Genetic and evolutionary rescue has been increasingly recognised as viable strategies for increasing genetic diversity and population viability (Fitzpatrick et al. 2020; Frankham 2015; Oziolor et al. 2019). We found only limited evidence for drastically reduced diversity and no clear signal of severe inbreeding in the studied populations. While more focused analyses and temporal data would be useful for a thorough evaluation of inbreeding and climate change vulnerability, our results indicate that genetic rescue would not be immediately needed as a conservation strategy for the majority of populations included in this study. However, on longer time scales, for example in relation to buffering populations against the impacts of climate change, enhancing and supporting genetic diversity in local populations through restoration should be a relevant strategy and an integrated aim in hatchery management. As such, our results highlight the necessity to have genetic information regarding both receiving and donor populations for genetic management of O. edulis wild remnant populations.
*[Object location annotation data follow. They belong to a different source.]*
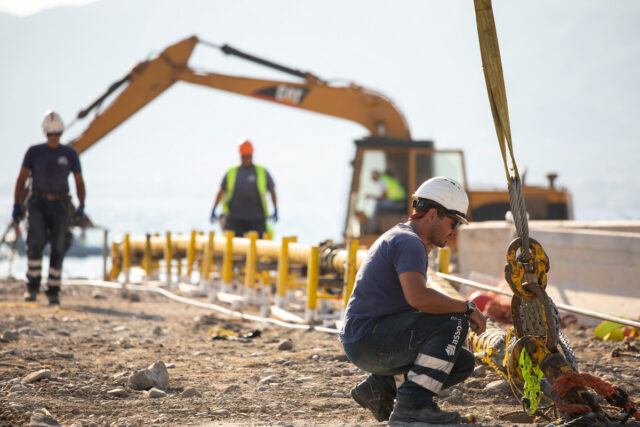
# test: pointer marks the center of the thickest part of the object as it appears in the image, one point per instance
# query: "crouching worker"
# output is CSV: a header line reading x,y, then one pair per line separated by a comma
x,y
396,326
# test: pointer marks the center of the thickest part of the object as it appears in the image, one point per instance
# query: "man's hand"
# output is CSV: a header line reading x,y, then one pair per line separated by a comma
x,y
477,322
213,217
17,213
79,214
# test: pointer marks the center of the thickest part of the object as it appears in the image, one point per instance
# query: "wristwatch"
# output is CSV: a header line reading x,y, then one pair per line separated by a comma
x,y
471,306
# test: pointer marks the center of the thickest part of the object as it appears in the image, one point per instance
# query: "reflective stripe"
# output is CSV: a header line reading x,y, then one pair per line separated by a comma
x,y
261,183
54,272
431,362
425,381
399,379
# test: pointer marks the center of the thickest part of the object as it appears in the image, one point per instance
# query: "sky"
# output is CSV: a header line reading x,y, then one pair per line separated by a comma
x,y
28,7
570,69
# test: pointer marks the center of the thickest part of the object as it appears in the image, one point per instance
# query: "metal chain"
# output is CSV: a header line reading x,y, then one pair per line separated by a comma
x,y
533,324
519,211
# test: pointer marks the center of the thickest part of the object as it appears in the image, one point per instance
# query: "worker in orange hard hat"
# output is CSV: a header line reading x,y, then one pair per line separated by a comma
x,y
243,193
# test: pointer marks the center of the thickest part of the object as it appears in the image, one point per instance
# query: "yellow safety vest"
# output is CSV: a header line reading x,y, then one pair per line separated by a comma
x,y
395,191
261,183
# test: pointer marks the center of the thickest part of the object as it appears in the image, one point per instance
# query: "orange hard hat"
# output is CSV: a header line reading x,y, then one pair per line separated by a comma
x,y
245,147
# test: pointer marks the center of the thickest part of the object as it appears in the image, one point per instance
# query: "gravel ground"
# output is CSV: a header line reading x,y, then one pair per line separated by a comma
x,y
72,365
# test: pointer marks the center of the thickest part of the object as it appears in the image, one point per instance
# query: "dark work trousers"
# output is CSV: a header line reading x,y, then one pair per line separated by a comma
x,y
47,221
242,226
426,348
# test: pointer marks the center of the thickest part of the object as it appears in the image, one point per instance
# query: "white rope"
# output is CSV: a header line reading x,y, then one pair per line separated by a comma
x,y
170,295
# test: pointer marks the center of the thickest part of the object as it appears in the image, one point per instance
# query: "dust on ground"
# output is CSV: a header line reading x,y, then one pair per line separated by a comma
x,y
87,348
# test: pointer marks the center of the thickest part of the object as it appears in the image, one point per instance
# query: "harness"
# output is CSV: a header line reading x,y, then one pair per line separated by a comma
x,y
261,184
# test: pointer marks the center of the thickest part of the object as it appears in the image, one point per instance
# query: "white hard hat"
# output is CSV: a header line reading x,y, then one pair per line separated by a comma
x,y
446,192
52,122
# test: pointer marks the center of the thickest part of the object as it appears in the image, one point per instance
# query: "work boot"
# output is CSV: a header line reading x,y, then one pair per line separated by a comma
x,y
53,296
30,295
429,413
374,399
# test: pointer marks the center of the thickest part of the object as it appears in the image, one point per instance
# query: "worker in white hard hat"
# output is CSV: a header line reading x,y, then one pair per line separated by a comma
x,y
49,205
395,326
243,195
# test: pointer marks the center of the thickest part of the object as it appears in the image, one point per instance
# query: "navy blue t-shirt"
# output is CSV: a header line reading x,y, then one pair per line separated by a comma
x,y
246,203
50,167
377,291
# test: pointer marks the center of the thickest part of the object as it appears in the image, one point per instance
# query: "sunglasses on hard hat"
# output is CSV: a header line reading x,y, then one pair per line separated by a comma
x,y
455,219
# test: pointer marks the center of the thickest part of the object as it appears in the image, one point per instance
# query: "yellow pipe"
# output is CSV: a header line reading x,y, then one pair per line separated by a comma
x,y
146,263
351,268
283,268
227,259
206,259
191,253
168,255
444,255
126,255
115,271
312,278
250,269
298,253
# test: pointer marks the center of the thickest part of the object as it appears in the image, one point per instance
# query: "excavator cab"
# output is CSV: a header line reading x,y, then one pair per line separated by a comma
x,y
381,163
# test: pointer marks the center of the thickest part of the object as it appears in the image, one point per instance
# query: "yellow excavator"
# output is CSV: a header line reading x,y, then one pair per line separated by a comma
x,y
387,151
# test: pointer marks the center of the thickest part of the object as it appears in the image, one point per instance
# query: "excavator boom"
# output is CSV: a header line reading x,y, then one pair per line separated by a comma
x,y
150,78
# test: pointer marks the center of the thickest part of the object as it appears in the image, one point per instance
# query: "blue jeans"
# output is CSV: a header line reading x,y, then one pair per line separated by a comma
x,y
427,348
48,221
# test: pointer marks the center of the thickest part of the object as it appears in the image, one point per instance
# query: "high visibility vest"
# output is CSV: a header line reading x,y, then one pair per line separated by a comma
x,y
261,183
395,191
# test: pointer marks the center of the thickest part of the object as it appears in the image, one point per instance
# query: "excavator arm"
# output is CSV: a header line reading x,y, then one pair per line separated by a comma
x,y
149,79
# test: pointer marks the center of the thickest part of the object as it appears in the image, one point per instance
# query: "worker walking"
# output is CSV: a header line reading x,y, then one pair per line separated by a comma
x,y
242,192
396,326
49,205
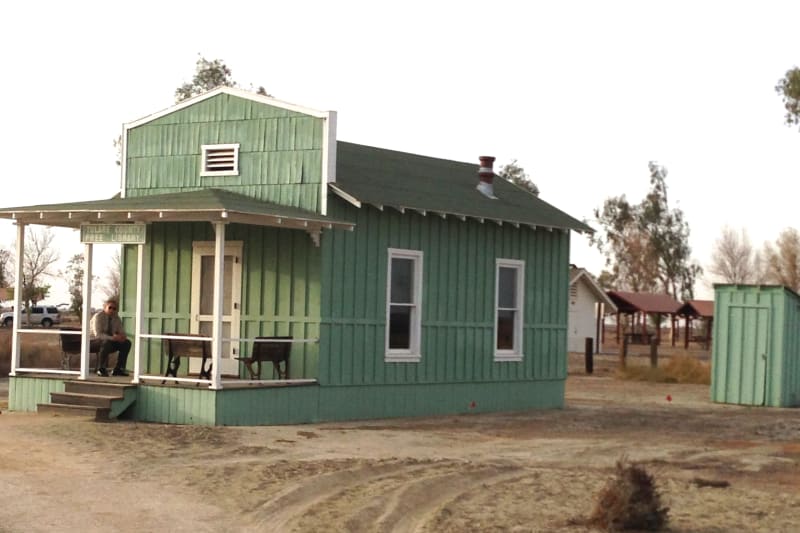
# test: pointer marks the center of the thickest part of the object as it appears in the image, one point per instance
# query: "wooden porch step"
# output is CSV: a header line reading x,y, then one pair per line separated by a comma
x,y
105,388
79,398
98,413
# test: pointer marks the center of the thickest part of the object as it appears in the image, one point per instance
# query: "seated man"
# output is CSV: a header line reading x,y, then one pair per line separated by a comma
x,y
106,328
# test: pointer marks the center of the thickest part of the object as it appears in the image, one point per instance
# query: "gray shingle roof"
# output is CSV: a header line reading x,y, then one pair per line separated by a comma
x,y
205,204
408,181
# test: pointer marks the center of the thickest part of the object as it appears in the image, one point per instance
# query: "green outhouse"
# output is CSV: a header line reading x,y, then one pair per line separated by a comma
x,y
756,354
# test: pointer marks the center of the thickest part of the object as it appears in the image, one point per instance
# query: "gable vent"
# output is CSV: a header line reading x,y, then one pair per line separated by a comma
x,y
220,160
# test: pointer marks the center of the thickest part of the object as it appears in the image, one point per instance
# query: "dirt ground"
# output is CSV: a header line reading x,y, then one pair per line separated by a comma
x,y
531,471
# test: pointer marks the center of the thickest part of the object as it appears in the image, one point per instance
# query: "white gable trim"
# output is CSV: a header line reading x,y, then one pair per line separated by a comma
x,y
233,92
598,292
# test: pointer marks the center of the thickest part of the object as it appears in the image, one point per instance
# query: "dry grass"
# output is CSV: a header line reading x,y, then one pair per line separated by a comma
x,y
678,369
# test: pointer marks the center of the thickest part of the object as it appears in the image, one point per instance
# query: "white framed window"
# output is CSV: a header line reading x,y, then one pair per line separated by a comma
x,y
403,305
509,302
219,160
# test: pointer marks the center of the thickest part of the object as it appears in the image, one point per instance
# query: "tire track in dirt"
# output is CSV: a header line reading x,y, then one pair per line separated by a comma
x,y
402,496
302,497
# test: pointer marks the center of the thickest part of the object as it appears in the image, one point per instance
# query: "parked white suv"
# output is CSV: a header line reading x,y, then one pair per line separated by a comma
x,y
40,314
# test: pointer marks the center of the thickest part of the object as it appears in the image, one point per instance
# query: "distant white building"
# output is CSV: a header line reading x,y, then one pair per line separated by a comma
x,y
588,304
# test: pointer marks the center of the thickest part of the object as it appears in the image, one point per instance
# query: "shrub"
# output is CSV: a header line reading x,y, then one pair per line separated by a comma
x,y
630,500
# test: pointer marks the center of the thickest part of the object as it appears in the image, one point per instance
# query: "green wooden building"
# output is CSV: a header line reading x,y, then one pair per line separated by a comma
x,y
409,285
756,353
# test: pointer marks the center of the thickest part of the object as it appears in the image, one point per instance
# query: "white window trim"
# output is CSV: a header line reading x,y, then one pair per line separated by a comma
x,y
516,353
413,354
204,153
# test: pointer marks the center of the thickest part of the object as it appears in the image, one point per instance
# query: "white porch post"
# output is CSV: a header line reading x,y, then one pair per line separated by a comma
x,y
86,317
138,320
219,281
17,299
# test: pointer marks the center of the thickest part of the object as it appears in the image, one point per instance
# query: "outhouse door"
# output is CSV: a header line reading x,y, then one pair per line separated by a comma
x,y
749,352
203,300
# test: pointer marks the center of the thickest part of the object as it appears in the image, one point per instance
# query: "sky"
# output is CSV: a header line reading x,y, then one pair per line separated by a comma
x,y
583,94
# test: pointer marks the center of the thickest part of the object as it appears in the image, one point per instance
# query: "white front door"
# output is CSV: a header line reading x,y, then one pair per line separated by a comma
x,y
203,300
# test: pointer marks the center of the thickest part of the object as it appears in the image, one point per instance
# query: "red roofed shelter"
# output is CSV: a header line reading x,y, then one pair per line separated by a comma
x,y
694,310
637,306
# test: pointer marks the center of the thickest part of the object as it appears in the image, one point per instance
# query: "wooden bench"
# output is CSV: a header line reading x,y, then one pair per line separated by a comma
x,y
639,338
177,348
264,350
71,345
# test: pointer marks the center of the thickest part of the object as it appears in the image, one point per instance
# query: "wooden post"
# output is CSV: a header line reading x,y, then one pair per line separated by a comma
x,y
623,351
589,354
654,353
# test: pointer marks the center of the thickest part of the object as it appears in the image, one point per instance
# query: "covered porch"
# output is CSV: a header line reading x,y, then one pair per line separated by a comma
x,y
214,321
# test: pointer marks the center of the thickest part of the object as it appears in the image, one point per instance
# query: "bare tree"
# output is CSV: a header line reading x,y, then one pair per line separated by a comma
x,y
647,244
734,259
74,276
5,272
783,260
514,173
37,263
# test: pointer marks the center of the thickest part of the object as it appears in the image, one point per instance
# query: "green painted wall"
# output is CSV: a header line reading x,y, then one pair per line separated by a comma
x,y
756,351
280,288
25,393
280,153
458,299
307,403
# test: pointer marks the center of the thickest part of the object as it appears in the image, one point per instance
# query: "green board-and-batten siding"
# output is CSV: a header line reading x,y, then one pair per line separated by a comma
x,y
457,299
756,351
307,403
280,288
280,151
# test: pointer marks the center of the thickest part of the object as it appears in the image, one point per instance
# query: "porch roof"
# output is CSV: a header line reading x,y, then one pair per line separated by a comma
x,y
403,181
212,205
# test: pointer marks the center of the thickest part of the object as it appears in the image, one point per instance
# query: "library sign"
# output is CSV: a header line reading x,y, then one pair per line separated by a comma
x,y
113,233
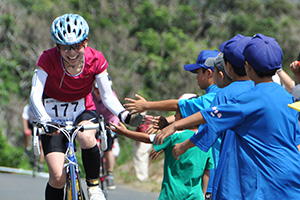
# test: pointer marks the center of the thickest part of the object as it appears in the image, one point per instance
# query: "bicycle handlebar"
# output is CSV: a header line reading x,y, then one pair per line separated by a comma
x,y
70,131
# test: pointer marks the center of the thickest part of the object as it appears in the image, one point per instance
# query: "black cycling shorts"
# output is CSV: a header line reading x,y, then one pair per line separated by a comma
x,y
58,143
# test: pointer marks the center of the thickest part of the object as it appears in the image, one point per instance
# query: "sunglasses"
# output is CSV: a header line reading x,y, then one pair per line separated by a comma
x,y
76,47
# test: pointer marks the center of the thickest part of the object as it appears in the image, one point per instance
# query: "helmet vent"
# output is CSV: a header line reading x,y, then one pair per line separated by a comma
x,y
69,28
60,37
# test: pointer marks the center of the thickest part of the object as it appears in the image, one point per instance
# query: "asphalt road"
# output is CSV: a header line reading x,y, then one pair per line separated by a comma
x,y
25,187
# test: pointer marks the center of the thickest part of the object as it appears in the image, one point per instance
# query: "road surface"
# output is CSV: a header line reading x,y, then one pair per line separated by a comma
x,y
25,187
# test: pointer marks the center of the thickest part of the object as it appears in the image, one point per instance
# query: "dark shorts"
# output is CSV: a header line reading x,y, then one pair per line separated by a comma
x,y
110,139
58,143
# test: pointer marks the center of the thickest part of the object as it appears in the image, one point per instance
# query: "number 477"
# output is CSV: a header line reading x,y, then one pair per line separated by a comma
x,y
65,107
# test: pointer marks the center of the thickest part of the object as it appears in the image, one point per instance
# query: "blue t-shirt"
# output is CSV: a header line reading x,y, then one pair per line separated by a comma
x,y
223,96
265,132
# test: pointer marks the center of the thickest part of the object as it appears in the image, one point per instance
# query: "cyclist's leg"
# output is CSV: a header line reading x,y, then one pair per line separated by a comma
x,y
41,158
55,162
90,154
54,148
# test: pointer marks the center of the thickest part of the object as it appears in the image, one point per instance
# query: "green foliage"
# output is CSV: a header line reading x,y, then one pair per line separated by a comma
x,y
9,156
8,80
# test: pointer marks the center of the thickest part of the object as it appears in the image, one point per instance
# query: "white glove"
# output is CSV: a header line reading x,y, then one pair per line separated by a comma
x,y
132,120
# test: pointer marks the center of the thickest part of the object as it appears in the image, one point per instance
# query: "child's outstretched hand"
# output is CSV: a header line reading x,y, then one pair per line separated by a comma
x,y
119,129
154,155
136,105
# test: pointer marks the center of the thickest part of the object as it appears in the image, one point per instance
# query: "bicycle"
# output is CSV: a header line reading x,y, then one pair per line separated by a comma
x,y
102,145
73,188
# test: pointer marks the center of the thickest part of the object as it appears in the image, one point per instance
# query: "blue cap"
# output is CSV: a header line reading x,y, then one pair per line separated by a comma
x,y
201,61
233,50
263,53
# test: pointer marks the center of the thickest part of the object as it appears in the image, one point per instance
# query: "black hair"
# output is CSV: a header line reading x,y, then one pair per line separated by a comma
x,y
224,72
265,74
260,74
239,71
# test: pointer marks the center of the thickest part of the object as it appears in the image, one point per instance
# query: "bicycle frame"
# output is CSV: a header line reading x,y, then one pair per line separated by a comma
x,y
73,186
102,145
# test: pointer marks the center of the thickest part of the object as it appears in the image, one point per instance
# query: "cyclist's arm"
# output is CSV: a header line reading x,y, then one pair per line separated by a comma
x,y
122,130
141,104
108,98
37,89
164,105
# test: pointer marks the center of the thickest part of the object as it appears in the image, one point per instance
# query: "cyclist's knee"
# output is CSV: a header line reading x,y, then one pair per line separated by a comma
x,y
57,180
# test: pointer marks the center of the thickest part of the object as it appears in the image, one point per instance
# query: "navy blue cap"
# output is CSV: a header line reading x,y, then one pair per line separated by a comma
x,y
201,61
263,53
234,48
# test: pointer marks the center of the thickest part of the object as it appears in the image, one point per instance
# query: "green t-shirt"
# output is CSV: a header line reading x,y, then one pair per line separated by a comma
x,y
182,178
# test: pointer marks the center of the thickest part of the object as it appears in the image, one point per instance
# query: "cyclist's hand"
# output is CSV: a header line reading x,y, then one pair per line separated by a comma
x,y
151,129
161,122
136,106
119,129
154,155
51,128
162,134
295,67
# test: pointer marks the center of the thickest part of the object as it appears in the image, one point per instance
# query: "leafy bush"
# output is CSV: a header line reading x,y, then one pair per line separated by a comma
x,y
10,156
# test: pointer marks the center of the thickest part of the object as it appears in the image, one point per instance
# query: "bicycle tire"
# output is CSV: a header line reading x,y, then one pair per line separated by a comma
x,y
103,177
80,192
68,193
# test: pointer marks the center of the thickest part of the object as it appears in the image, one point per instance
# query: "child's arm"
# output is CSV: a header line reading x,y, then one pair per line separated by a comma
x,y
205,179
181,148
286,80
141,104
191,121
122,130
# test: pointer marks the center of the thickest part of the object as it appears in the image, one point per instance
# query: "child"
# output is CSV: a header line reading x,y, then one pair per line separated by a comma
x,y
266,132
184,179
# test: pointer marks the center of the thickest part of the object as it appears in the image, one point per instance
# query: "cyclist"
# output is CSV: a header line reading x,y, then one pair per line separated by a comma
x,y
111,136
27,119
61,91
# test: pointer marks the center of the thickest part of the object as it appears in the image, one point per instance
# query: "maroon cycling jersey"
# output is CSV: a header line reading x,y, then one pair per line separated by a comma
x,y
65,87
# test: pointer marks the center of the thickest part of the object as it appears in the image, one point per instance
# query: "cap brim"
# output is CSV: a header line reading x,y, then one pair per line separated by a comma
x,y
209,62
192,67
295,106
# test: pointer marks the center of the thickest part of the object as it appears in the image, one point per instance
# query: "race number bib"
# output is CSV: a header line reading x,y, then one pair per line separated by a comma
x,y
61,112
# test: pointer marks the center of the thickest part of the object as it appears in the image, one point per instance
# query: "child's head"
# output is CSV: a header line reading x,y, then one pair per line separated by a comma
x,y
233,53
204,72
264,55
221,78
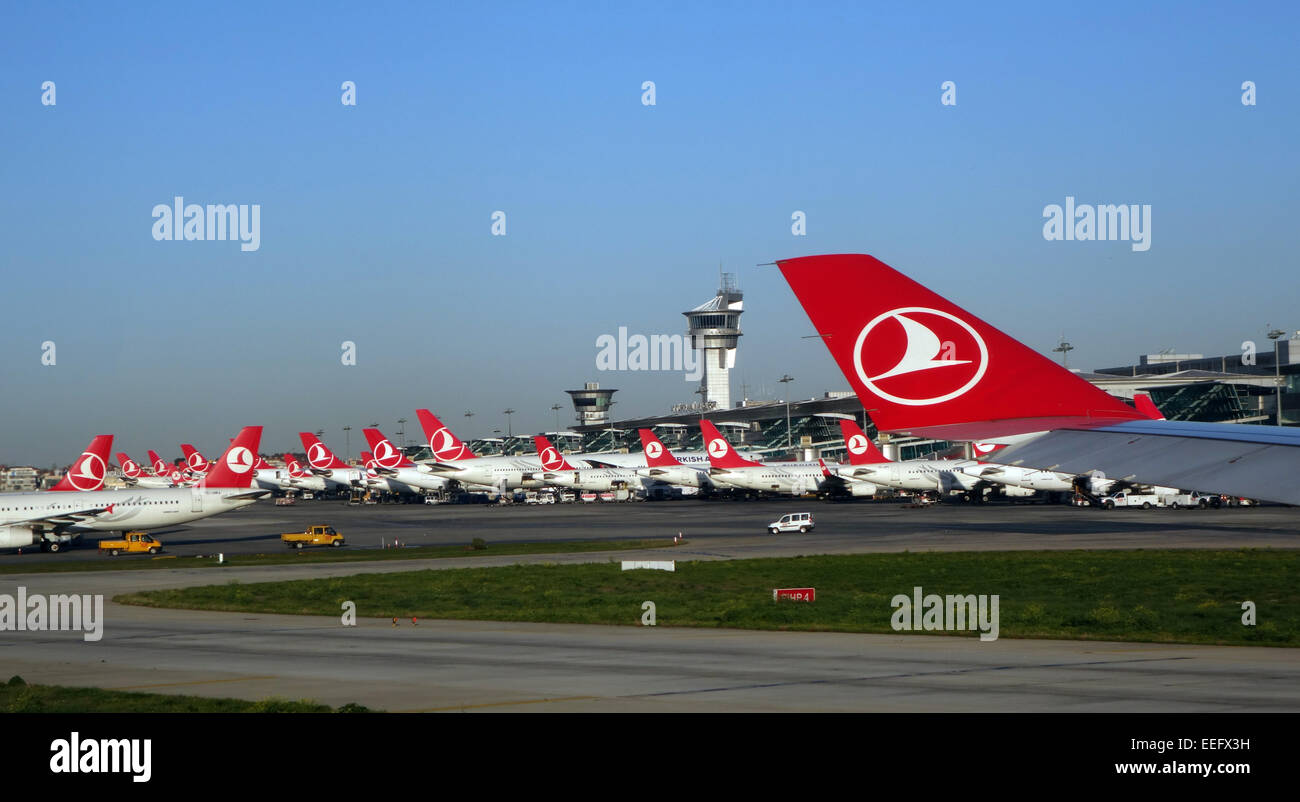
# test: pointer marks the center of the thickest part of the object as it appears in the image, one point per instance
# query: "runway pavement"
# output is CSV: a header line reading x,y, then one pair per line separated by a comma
x,y
484,666
840,527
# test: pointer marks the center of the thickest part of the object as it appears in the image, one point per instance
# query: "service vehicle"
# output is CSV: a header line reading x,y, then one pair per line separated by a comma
x,y
1132,499
794,521
133,542
319,534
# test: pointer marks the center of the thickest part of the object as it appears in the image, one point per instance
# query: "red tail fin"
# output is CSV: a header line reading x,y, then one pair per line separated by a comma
x,y
295,468
196,462
1147,407
922,364
130,468
87,472
861,450
657,456
720,452
319,454
445,445
160,465
386,455
234,467
550,455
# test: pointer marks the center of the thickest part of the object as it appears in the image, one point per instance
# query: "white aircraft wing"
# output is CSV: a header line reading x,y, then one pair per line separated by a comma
x,y
1246,460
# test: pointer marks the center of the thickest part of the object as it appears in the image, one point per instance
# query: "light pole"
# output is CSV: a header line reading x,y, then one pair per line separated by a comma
x,y
1064,350
1277,367
785,380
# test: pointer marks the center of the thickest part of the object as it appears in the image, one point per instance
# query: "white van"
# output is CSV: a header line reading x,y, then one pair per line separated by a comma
x,y
794,521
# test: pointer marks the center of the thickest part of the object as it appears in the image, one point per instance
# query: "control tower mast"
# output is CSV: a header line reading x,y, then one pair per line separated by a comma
x,y
714,329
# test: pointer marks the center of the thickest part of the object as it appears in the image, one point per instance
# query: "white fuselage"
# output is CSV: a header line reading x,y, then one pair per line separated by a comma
x,y
930,475
599,478
60,516
794,478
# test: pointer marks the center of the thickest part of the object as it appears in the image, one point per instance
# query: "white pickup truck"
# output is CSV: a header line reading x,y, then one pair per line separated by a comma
x,y
1158,499
1132,499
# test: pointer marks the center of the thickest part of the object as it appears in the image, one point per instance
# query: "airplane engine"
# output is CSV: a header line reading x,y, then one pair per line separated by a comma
x,y
17,537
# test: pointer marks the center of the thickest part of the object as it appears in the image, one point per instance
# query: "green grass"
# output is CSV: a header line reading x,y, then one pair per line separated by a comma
x,y
325,554
18,697
1161,595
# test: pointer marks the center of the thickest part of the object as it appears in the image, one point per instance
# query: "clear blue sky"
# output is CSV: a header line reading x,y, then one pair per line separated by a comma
x,y
376,219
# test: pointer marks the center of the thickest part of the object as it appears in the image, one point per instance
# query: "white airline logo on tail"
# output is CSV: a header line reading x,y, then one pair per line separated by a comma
x,y
551,459
921,352
87,473
239,459
386,455
449,445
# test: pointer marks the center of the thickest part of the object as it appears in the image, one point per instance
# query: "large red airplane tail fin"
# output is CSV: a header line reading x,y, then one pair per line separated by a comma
x,y
234,467
194,460
445,445
319,454
160,465
1147,407
922,364
87,472
720,451
861,450
550,455
384,452
130,468
657,455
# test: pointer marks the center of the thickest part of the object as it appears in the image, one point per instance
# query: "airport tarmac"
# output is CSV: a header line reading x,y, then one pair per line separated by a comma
x,y
488,666
736,527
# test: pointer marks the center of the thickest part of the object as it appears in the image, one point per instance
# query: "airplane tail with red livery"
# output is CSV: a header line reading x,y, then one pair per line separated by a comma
x,y
1147,407
319,454
87,472
384,452
196,463
446,446
295,468
657,455
923,365
160,465
234,468
720,452
550,456
861,450
130,468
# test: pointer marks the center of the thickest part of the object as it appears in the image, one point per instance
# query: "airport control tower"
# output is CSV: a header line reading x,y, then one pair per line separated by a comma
x,y
714,329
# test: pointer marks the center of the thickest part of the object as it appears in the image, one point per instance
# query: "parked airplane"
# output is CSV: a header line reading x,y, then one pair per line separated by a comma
x,y
87,472
796,478
393,464
663,465
326,465
195,462
302,478
52,520
135,476
558,471
923,365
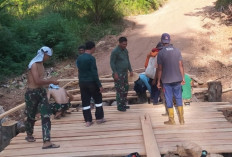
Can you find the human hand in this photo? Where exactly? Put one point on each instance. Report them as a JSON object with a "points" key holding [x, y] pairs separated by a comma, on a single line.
{"points": [[158, 85], [183, 82], [55, 82], [115, 76], [153, 82], [101, 89]]}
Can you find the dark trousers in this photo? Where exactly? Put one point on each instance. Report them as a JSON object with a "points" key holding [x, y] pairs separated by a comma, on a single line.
{"points": [[170, 90], [155, 92], [37, 99], [88, 90]]}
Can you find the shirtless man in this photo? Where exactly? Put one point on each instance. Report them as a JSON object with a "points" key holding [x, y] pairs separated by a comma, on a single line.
{"points": [[62, 100], [36, 98]]}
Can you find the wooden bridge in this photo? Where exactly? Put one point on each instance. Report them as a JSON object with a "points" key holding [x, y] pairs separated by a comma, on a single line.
{"points": [[140, 129]]}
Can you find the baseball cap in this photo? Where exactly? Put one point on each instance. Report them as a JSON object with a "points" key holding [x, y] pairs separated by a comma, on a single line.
{"points": [[52, 86], [46, 50], [165, 38], [159, 46]]}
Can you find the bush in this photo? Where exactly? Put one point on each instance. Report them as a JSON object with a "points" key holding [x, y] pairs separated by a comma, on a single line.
{"points": [[223, 3], [25, 26]]}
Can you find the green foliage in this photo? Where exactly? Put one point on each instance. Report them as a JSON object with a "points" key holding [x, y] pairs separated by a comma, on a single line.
{"points": [[223, 3], [27, 25], [134, 7]]}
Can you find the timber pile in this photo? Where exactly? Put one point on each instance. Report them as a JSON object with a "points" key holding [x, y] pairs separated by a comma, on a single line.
{"points": [[140, 129], [107, 81]]}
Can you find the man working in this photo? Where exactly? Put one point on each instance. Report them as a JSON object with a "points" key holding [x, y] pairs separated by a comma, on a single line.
{"points": [[90, 85], [120, 64], [36, 97], [62, 100], [171, 73]]}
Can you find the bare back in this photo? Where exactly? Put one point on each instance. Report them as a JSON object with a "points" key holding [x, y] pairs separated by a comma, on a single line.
{"points": [[59, 95], [36, 68]]}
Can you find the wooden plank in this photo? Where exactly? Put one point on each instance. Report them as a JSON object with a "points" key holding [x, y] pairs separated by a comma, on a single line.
{"points": [[12, 110], [76, 79], [104, 99], [226, 90], [151, 145]]}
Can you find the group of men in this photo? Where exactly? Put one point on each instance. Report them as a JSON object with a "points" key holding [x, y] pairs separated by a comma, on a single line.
{"points": [[170, 76]]}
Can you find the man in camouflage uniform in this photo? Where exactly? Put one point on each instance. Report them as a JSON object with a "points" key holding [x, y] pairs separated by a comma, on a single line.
{"points": [[120, 64], [36, 98]]}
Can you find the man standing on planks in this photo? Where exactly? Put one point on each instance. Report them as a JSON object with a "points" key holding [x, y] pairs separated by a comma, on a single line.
{"points": [[36, 98], [90, 85], [171, 73], [120, 64]]}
The genetic basis of resistance to the harmful parasite B. ostrea is under scrutiny due to its severe impact on wild and cultured stocks (Culloty, Cronin, and Mulcahy 2004; Madsen, Kamp, and Mellergaard 2013; Madsen and Thomassen 2015; Sas et al. 2020). Resilience to the parasite has been linked to a genomic region (Sambade et al. 2022) associated with “Chr08:33800Kb_sv”, and consequently to variants we found to be almost fixed in Scandinavian sampling sites. However, while Norway and Sweden have not been impacted by severe disease outbreaks, the disease has been found in the Danish Limfjorden (Madsen and Thomassen 2015). In addition, the two sampling sites from the Netherlands, which both had high frequencies of the same SV allele, are considered to be, respectively, “naïve” to bonamiosis (Wadden Sea), and ‘long-term affected’ (Grevelingen; Sambade et al. 2022). Thus, overall there is not a clear link between the contemporary distribution of putative resistance alleles and the disease status of Wadden Sea-Scandinavia populations. As mentioned previously, it is also likely that neutral evolutionary forces and selection on any of the hundreds of genes in “Chr08:33800Kb_sv” in response to other drivers, could be responsible for shaping geographical patterns of diversity for this particular genomic region. Importantly, we found the “Chr08:33800Kb_sv” to segregate at most sites in the Atlantic. This suggests that important disease-resistance related diversity may be present as standing variation to support resilient restoration approaches and perhaps provide the basis for marker assisted selection at local scales.